We did a review on it last year.

http://www.microskiff.com/reviews/boats/15HPX-V.html

Cheers
Capt. Jan


----------



## el9surf (Dec 23, 2008)

I own one and coincidentally am trying to sell mine due to lack of a job. Send me a pm and I'll give you my ph#. I have had mine for 3 years and love it.
If you are up around Orlando I will be happy to take you fishing.


----------



## bsfl (Jul 30, 2009)

Sounds like you liked it Jan, Any other opinions? Main use would be Biscayne, a little PI sound and Mingo. Thanks for any input


----------



## el9surf (Dec 23, 2008)

I forgot to answer your questions
It poles nice and straight and with very little effort. I pole it quite frequently by myself for 6 hours at a time. I usually fill a cooler with water and put it on the front of the bow to balance the boat when solo. That or start the day with a full gas tank. 
The ride is great, it handles a chop surprisingly well for a small boat. It has a good bit more v in the entry and deadrise than the micro. Just put the tabs down and let the entry v and spray rails do the work. The deadrise also helps soften up what the bow misses. With 12.5 gal tank and the 40 it has great range for a 15ft boat. 
Hope that helps.


----------



## bdolnik (Jan 7, 2011)

How much are you asking for yours? And it's a 2007 model? I'm over in Melbourne and would be interested in talking to you about it.


----------



## el9surf (Dec 23, 2008)

Domino, check your PM


----------



## rtcrawl30 (Dec 7, 2010)

My buddie has one as a tender on a 65' hattie. That little boat is sick, rides so good for a 15. We fish it, dive off of it. Little slow with a 40 4 stroke. We just put a new 2010 70 2 stroke on her to speed it up. Great boat!


----------



## el9surf (Dec 23, 2008)

Damn with a 70 I bet the thing flies.
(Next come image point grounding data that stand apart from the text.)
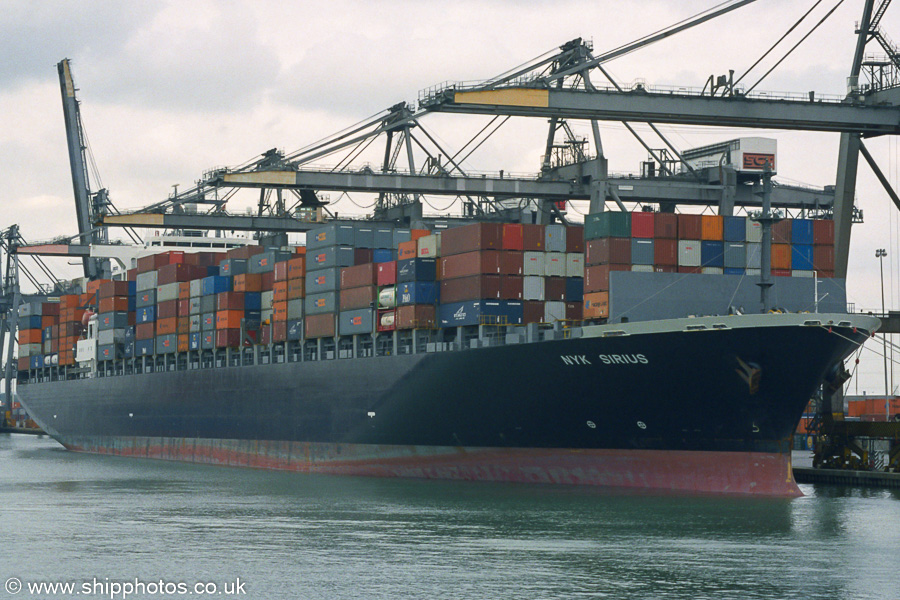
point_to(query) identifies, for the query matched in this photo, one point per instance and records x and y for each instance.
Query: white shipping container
(554, 264)
(753, 255)
(575, 264)
(688, 253)
(554, 311)
(145, 281)
(533, 264)
(167, 292)
(754, 231)
(532, 287)
(429, 246)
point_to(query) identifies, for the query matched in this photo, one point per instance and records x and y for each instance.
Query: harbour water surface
(100, 520)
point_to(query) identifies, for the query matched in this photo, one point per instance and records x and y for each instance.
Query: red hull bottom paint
(757, 473)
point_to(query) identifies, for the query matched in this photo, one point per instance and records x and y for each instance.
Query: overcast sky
(170, 89)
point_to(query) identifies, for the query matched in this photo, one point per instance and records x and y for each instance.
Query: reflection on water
(75, 516)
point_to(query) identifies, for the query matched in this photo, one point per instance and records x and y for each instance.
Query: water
(68, 517)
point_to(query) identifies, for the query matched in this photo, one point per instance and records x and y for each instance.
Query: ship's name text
(606, 359)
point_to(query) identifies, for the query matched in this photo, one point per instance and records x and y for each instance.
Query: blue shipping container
(801, 232)
(416, 269)
(574, 289)
(417, 292)
(712, 254)
(474, 312)
(215, 284)
(801, 258)
(146, 314)
(144, 347)
(735, 229)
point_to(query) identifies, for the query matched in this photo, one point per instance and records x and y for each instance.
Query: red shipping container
(229, 301)
(319, 325)
(468, 238)
(823, 258)
(166, 310)
(248, 282)
(144, 331)
(360, 297)
(608, 251)
(512, 237)
(665, 226)
(533, 238)
(781, 231)
(823, 232)
(358, 276)
(297, 268)
(478, 287)
(532, 311)
(665, 252)
(281, 270)
(596, 277)
(228, 338)
(415, 316)
(575, 238)
(386, 273)
(555, 289)
(642, 224)
(362, 256)
(690, 227)
(109, 289)
(167, 326)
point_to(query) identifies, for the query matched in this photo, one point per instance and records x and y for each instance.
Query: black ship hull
(690, 404)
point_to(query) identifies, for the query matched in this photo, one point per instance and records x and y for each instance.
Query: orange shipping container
(167, 326)
(296, 288)
(229, 319)
(280, 291)
(248, 282)
(114, 304)
(279, 311)
(712, 227)
(596, 305)
(781, 256)
(406, 250)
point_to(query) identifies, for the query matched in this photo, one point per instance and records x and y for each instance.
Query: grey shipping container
(317, 304)
(642, 251)
(532, 287)
(555, 238)
(295, 309)
(351, 322)
(754, 253)
(329, 257)
(688, 253)
(145, 281)
(326, 280)
(735, 254)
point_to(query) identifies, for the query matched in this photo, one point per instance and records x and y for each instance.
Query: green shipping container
(607, 224)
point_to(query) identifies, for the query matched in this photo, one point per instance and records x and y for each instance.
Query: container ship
(488, 351)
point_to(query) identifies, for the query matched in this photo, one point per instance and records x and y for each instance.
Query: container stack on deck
(697, 244)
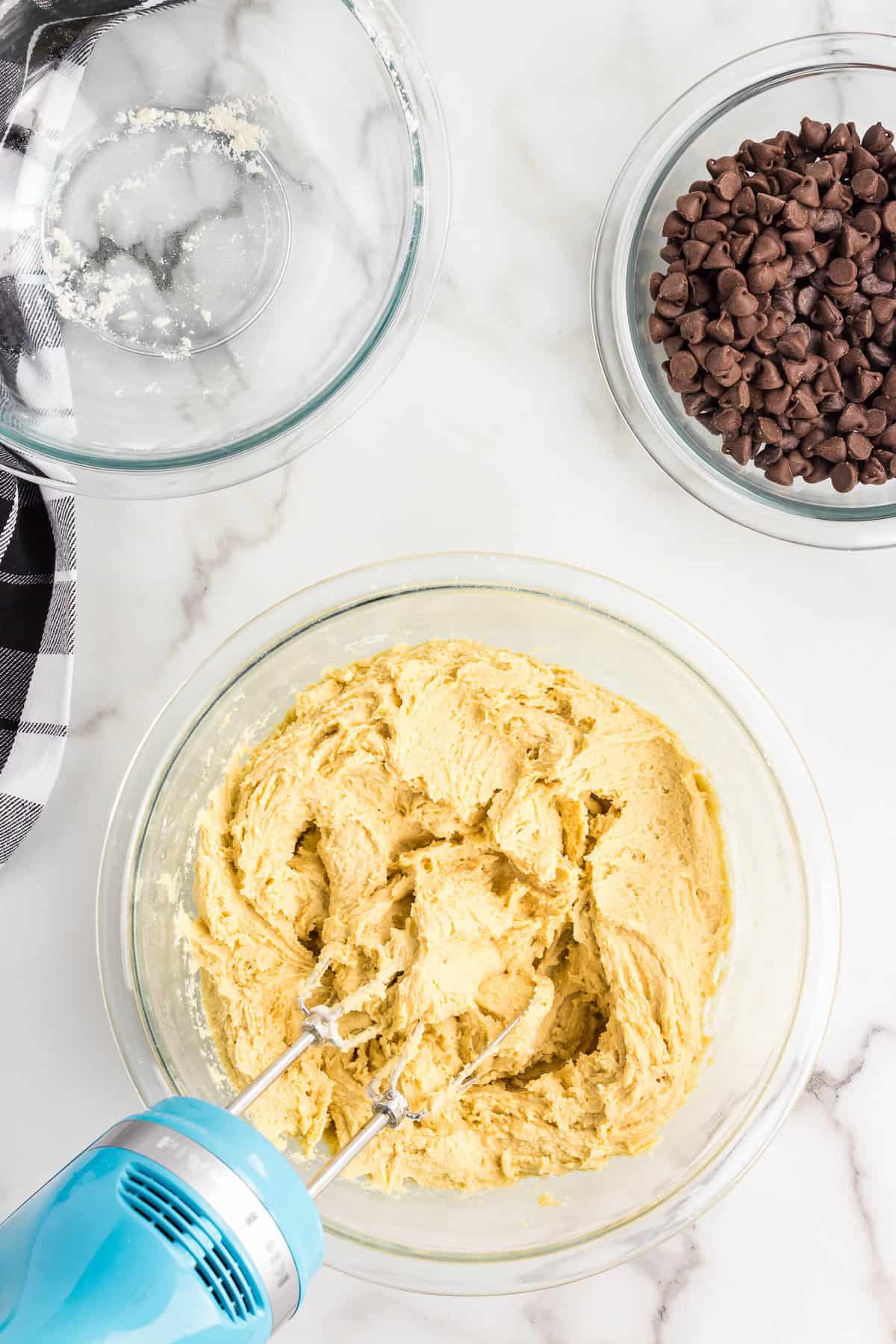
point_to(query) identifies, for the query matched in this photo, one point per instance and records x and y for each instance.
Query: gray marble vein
(828, 1090)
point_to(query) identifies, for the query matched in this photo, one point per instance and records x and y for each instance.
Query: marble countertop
(497, 432)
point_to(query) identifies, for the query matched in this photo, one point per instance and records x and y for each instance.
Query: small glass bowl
(830, 77)
(768, 1016)
(240, 223)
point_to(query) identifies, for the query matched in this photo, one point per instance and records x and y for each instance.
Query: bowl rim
(612, 282)
(388, 1263)
(426, 222)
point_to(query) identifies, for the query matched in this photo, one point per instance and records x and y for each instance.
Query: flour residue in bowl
(125, 252)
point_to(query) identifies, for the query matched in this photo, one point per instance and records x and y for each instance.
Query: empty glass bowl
(768, 1016)
(829, 77)
(235, 228)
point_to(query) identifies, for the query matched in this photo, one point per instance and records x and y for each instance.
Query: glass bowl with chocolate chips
(744, 290)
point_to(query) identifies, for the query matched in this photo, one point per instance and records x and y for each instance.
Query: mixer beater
(183, 1222)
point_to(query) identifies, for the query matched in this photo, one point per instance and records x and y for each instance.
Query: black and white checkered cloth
(45, 47)
(37, 644)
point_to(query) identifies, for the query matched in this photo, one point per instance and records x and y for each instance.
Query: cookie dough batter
(457, 830)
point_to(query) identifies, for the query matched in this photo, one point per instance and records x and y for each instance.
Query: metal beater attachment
(390, 1107)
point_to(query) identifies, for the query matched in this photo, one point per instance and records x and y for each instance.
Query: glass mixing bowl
(235, 218)
(768, 1016)
(830, 77)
What is top speed with the 70? my guess is 50mph.

With my 40 4stroke I top out at 31 maybe 32 with an empty boat and the wind at my back 

It's not a speed demon but the flip side of that is the 12 gal tank will last 3 months even if I fish both days every weekend/


----------



## rtcrawl30 (Dec 7, 2010)

52 in a slight chop


----------



## cutrunner (Jun 8, 2010)

I dunno about the fifteen but if its like the seventeen(im gonna catch so much static for this...) i would pick that skiff over any as far as rough water ride and poling goes. Spent many a day on one , and working at a maverick dealership.


----------